Art commentators in Croatia often viewed the artist's dual roles as completely distinct: the experimental avant garde artist on one side, the anatomical artist supporting herself separately. “I have always believed that those two personalities were deeply, deeply connected,” states a scholar. “One cannot be employed for three decades in an anatomy department from early morning to mid-afternoon without being affected by the surroundings.”

Medical Undercurrents in Abstract Forms

What makes a current exhibition particularly revelatory is the way it follows these anatomical influences within creations that superficially look completely abstract. During the middle of the 1980s, she made a collection of angular works – trapeziums, as they came to be known. Contemporary critics categorized them under the trendy neo-geo label.
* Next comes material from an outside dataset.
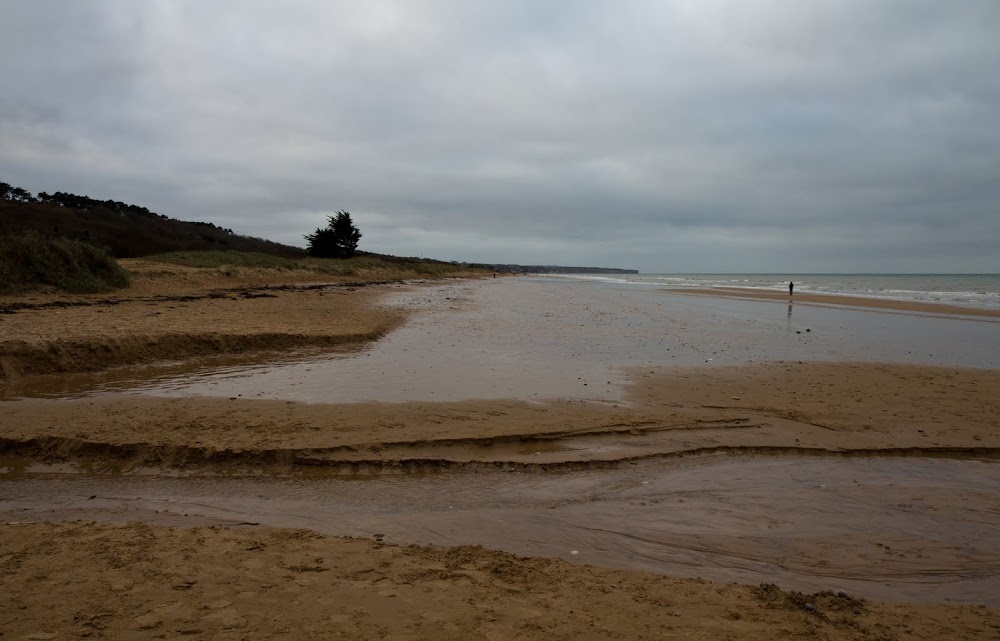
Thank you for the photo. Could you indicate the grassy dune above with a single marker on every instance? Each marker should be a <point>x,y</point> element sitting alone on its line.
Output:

However, the reality was uncovered much later, while examining her personal papers.

“I asked her, how do you produce the trapeziums?” states an associate. “She explained simply: they represent a human face.” The distinctive hues – known among associates as her personal red and blue – were the exact shades employed to depict cervical arteries in medical texts in a manual for surgical anatomy utilized in medical faculties across Europe. “I realised that those two colours appeared at the same time,” the narrative adds. The angular paintings were actually abstracted human forms – executed alongside her daily technical illustration work.

A Turn Towards the Organic

Towards the end of the seventies and start of the eighties, Schubert’s practice took another turn. She began creating installations from branches bound with leather. She arranged collections of bone, petals, spices and ash on floors. Inquired regarding the change to ephemeral components, the artist stated that contemporary art had “dried up intellectually”. She felt an urge to break boundaries – to utilize genuinely perishable matter in reaction to a creatively arid landscape.

One work from 1979, 100 Roses, saw her strip a hundred roses of their petals. She wove the stems into circles on the ground with the leaves and petals arranged inside. When observed in a curatorial context, it still held its power – the floral elements now totally preserved though wonderfully undamaged. “The scent of roses persists,” a viewer remarks. “The hue has endured.”

An Elusive Creative Force

“I always want to be mysterious, not to reveal what I’m doing,” she revealed in terminal-year interviews. Obscurity was her technique. She would sometimes exhibit fake works while hiding originals under her bed. She destroyed certain drawings, leaving only signed photocopies in their place. Despite exhibiting at major international biennales and receiving acclaim as an innovator, she gave almost no interviews and her art was predominantly unrecognized abroad. A present retrospective marks her first significant external showcase.

Confronting the Violence of War

Then came the 1990s, and the Yugoslav Wars. Hostilities impacted the capital directly. Schubert responded with a series of collages. She pasted newspaper photographs and text directly on to board. She reproduced and magnified them. Then she obscured the surface with paint – black bars resembling barcodes. {Geometric forms obscured the images beneath|Angular shapes hid the pictures below|

Becky Thompson
Becky Thompson

Elara Vance is a web developer and digital strategist with over a decade of experience in creating scalable web solutions and optimizing online presence for businesses.